Para um determinado nicho, contudo, aquele sobre o qual pesquisei, a dedicação à escuta é uma traço fundamental do perfil. Não foram poucos os entrevistados que revelaram se ressentir de não praticar mais essa audição com a frequência que gostariam. Outros disseram que fazem um esforço consciente para ouvir música com atenção. “É o modo correto de escutar música”; “não posso perder isso”; “sem isso, eu não sou mais eu”, foram algumas das frases proferidas pelos participantes.

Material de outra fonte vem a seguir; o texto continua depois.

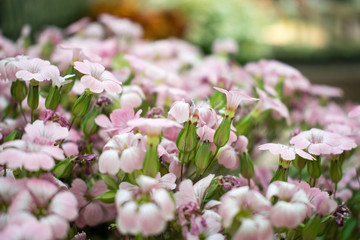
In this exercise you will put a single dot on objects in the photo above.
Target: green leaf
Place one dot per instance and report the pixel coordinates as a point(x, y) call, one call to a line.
point(110, 182)
point(107, 197)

A saudade é um sentimento pungente que se expressa à direita e à esquerda nesse tempo confuso em que vivemos. Seja para evocar um passado mítico e glorioso, quase sempre ilusório; seja para ansiar por experiências analógicas que conferem sentido à existência. O perigo é quando a nostalgia chega às raias da alienação, impedindo de desfrutar e reconhecer as vantagens e potências do universo do streaming. Do artista ao ouvinte, hoje o mercado de música é mais barato, democrático e colaborativo.
Do lado da oferta, há novos artistas, novos canais, novos formatos a serem descobertos. A chave para navegar nesse mundo revolto do acervo inextensível é uma curadoria, não necessariamente robótica, que ofereça valor semântico ao nosso consumo de música gravada. Desbravemos com coragem, pois.